RESULTS: 1,810 participants across 6 studies were randomized into either precaution or no
precaution groups. All studies included implemented standard postoperative precautions
consisting of no flexion > 90 degrees, no adduction past neutral, and no internal rotation. The
no precautions group were allowed to mobilize as they wished, aside from 2 studies that didn’t
allow combined full flexion, adduction, and internal rotation (Kornuijt et al., 2016; Chan et al.,
2021). Four of the six studies utilized either a posterior or posterolateral surgical approach, one
used a direct lateral (Jobory et al., 2019) and one included both posterior and anterolateral
approaches (Lightfoot et al., 2021). In five of the six studies, the no precautions group had less
dislocations than the precautions group (see table). Four of the six studies examined other
outcome measures, however Chan et al. was the only study to find a meaningful significant
change after one year post-op (in favour of no precautions). Three studies found small changes
in other outcomes up to 6 weeks post op (see table), however the majority of functional
outcomes were statistically similar between groups.

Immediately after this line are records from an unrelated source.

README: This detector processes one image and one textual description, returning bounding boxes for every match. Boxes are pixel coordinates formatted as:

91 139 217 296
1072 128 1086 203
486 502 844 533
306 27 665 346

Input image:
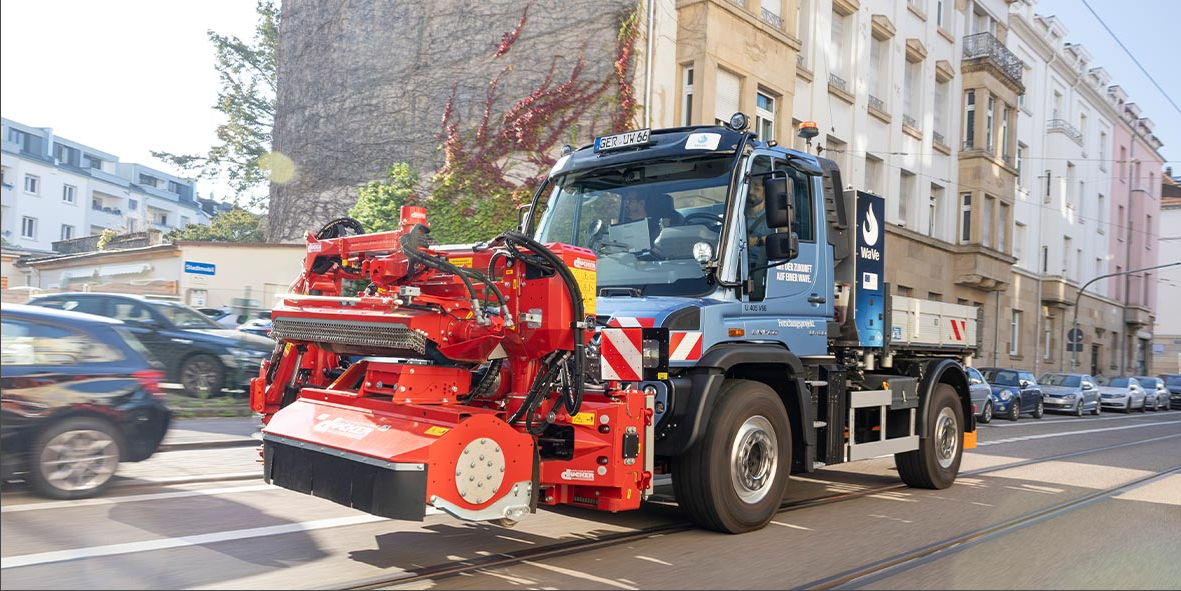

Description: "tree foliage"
152 0 279 206
165 206 267 242
428 5 639 242
348 163 422 232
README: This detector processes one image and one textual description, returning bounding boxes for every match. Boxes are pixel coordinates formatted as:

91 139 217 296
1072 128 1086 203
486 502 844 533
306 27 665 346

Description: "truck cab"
524 113 977 531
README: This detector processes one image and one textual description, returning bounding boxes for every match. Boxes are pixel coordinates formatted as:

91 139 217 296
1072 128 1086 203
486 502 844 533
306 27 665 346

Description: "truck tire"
672 379 791 533
894 384 964 488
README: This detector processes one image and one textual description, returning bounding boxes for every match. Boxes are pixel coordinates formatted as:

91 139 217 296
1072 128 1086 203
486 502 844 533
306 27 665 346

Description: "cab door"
738 151 833 356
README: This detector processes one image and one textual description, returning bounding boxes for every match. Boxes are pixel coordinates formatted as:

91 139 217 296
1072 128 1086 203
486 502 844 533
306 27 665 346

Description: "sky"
0 0 1181 210
0 0 257 206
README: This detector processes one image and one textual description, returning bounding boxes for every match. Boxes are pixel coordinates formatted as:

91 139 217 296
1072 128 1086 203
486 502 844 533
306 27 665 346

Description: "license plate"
594 129 652 152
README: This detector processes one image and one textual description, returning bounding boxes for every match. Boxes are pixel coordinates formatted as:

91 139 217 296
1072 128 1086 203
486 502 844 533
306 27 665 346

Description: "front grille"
270 318 426 355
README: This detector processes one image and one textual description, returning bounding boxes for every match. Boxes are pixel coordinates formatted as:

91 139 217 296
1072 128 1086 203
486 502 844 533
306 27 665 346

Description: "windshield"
156 303 224 329
536 154 733 296
1038 374 1082 388
981 370 1019 385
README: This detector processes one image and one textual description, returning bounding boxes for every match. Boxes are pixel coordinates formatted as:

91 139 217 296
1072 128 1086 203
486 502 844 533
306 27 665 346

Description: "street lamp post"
1070 262 1181 372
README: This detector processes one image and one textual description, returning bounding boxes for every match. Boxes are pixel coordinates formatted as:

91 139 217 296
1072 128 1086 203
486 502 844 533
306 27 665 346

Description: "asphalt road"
0 411 1181 590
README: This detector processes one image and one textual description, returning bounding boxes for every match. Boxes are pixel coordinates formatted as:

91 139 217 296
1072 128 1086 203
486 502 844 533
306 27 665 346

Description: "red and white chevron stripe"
600 327 644 382
668 331 702 362
607 316 657 329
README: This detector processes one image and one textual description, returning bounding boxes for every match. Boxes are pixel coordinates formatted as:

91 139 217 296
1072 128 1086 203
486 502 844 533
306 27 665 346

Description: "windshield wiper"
599 287 644 298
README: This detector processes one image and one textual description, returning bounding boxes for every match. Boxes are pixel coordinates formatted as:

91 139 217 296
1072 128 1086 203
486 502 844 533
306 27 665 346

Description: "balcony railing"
761 8 783 31
1045 119 1083 145
964 33 1024 84
828 73 849 92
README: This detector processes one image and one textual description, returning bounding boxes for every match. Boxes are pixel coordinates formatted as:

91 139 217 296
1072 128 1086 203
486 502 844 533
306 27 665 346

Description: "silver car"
1100 377 1144 413
1133 376 1169 410
1037 371 1103 416
964 368 993 423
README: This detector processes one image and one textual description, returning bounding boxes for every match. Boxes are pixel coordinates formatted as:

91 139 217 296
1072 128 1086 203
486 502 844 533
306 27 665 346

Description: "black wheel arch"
655 343 816 465
918 359 976 439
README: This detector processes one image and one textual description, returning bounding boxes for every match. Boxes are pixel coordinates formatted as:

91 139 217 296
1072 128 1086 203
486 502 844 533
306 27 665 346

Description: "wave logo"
861 207 877 246
561 468 594 480
312 415 373 440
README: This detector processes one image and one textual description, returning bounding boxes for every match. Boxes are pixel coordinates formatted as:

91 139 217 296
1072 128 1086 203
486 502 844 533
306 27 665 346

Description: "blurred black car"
0 304 171 499
28 293 275 396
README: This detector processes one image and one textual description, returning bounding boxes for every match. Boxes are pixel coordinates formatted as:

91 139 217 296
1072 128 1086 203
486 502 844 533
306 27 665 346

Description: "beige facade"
672 0 800 139
16 241 305 312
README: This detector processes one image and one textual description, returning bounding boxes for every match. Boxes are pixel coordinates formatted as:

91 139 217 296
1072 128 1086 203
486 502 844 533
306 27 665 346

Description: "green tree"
348 163 422 232
152 0 281 206
165 206 267 242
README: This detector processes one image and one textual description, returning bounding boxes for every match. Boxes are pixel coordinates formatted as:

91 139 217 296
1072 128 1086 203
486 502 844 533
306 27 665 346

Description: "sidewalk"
159 416 262 452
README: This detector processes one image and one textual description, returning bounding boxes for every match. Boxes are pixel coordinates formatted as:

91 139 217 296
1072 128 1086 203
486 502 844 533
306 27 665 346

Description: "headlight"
227 346 269 359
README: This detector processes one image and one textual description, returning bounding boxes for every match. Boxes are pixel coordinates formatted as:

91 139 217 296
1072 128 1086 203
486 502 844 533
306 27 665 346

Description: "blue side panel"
854 191 886 346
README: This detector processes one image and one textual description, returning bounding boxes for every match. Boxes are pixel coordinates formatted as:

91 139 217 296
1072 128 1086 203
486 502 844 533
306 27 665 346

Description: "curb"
156 439 262 453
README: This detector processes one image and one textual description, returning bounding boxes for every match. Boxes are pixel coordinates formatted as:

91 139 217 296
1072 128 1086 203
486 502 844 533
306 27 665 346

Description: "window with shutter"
713 70 742 124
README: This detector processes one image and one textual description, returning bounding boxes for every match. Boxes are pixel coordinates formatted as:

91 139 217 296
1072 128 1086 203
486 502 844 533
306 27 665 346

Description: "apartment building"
0 119 210 252
1153 180 1181 374
1010 0 1163 375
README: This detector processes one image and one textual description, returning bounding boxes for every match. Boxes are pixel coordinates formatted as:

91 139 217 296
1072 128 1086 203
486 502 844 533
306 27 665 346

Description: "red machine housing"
250 208 652 521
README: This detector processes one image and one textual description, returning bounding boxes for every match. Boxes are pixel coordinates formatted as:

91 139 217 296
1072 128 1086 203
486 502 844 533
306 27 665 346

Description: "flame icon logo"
861 207 877 246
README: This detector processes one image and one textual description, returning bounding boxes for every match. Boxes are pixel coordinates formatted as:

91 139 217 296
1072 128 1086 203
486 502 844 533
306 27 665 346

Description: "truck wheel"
28 417 120 499
672 379 791 533
894 384 964 488
181 353 226 398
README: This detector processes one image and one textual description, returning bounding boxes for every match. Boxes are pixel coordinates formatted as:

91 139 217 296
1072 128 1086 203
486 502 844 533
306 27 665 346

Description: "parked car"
1133 376 1169 410
237 312 270 338
0 304 171 499
30 293 275 396
196 307 246 329
1100 377 1144 413
964 368 994 423
1037 371 1103 416
980 368 1045 421
1161 374 1181 409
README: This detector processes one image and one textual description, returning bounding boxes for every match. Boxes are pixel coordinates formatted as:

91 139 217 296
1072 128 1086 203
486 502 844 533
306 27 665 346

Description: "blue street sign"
184 260 217 275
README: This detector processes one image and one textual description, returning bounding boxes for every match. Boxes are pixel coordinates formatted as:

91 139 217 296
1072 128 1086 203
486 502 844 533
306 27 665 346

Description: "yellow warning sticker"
570 267 599 316
570 413 594 424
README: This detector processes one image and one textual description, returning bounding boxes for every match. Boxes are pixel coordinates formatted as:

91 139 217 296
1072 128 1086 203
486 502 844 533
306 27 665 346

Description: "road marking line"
522 560 640 591
0 515 386 570
771 520 815 532
0 485 271 513
635 554 672 566
976 421 1176 447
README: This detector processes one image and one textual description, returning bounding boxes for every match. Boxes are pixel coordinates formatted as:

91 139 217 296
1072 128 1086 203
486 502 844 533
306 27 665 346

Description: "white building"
0 119 209 251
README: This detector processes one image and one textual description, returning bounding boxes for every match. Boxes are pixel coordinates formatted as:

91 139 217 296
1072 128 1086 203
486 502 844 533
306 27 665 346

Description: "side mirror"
766 232 800 261
763 176 796 228
517 203 533 235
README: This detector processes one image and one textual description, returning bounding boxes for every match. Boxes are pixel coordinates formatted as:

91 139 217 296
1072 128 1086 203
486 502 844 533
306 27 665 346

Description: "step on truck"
250 113 978 533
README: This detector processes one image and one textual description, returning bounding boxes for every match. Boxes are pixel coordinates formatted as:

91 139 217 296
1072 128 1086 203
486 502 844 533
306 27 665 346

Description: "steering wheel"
685 212 724 232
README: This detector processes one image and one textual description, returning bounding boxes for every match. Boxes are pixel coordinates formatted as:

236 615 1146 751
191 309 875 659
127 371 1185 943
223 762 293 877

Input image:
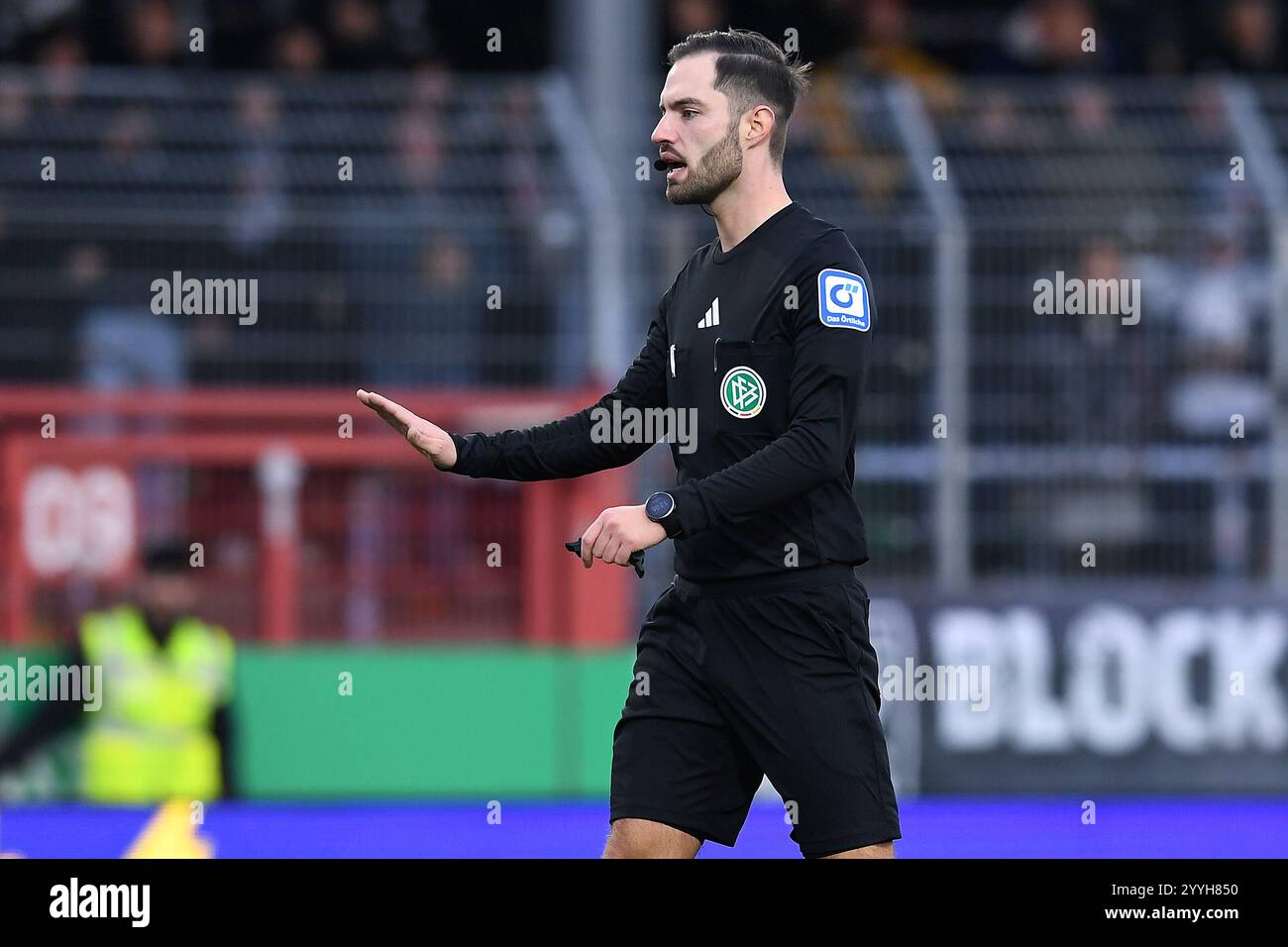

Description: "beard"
666 123 742 204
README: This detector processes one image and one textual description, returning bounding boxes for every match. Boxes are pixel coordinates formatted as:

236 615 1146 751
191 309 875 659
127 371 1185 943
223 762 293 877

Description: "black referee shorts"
609 567 901 858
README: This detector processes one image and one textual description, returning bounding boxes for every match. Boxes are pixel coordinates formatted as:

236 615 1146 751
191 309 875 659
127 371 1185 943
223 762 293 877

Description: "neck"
711 172 793 253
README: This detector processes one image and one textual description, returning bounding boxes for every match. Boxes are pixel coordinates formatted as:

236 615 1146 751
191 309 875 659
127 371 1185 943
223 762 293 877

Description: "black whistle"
564 539 644 579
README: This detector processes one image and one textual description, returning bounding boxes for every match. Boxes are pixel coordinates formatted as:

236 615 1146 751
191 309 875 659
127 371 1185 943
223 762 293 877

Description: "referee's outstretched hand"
358 388 456 471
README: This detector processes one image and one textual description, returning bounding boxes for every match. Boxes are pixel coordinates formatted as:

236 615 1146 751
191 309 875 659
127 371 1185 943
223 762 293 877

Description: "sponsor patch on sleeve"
818 269 872 333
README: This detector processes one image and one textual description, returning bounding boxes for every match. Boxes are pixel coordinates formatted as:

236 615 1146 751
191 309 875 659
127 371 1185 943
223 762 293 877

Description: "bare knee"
823 841 894 858
602 818 702 858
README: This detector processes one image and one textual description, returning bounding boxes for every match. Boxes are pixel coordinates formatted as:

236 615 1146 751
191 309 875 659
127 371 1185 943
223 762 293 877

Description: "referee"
358 30 901 858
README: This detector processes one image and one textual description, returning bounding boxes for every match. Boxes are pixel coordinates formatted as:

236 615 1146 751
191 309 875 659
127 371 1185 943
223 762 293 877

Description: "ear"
742 106 776 149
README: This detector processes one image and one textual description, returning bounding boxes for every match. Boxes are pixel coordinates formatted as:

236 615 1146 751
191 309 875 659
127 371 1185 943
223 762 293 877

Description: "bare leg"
824 841 894 858
602 818 702 858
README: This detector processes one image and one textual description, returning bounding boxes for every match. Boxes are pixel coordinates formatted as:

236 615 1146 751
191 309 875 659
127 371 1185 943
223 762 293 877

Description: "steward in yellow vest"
0 545 235 804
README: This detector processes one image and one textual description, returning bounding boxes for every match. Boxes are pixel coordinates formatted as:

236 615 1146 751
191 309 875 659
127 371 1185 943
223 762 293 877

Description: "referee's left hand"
581 505 666 569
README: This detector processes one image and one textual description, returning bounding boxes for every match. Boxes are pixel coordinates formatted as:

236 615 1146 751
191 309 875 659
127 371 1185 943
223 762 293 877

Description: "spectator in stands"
978 0 1120 73
228 81 287 256
1199 0 1288 74
125 0 185 65
273 23 326 73
1169 220 1274 443
327 0 396 69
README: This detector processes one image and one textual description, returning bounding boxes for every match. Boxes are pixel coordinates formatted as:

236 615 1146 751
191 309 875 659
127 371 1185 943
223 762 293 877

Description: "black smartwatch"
644 493 680 540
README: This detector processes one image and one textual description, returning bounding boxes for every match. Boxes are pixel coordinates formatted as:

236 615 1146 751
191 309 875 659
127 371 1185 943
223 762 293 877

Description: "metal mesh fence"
0 69 588 385
0 69 1288 583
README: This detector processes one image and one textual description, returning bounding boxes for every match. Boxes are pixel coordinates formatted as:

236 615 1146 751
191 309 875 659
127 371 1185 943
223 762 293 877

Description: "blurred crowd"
0 0 1288 78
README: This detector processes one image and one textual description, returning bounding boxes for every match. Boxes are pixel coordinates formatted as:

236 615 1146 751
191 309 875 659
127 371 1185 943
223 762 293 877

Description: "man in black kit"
358 30 901 858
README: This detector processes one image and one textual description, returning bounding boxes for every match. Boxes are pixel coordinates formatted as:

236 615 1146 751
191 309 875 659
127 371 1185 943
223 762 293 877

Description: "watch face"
644 493 675 522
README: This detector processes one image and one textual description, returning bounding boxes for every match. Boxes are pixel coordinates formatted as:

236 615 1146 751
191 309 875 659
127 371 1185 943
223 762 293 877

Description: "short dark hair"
666 29 812 166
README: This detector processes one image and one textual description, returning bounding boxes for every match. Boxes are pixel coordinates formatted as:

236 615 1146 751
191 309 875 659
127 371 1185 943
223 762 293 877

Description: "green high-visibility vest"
80 605 233 802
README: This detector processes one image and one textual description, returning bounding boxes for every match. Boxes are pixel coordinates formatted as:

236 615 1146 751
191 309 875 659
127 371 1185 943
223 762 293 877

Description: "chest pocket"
666 346 697 407
713 339 793 437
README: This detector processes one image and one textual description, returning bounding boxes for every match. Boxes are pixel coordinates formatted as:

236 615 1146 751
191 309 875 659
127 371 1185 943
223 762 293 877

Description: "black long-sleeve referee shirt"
452 202 876 582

CONCLUSION: Hip precautions are not associated with greater dislocation rates after THA
via a posterior/posterolateral approach. No precautions show promising results regarding ADL
performance, pain, and length of hospital stay compared to standard precautions, although
further research is needed with proper longterm follow up. Future research should be
conducted focused on anterior/anterolateral approach to assess the efficacy of precautions
across all surgical approaches. As for now, hip precautions are not required after THA via
posterior/posterolateral approaches.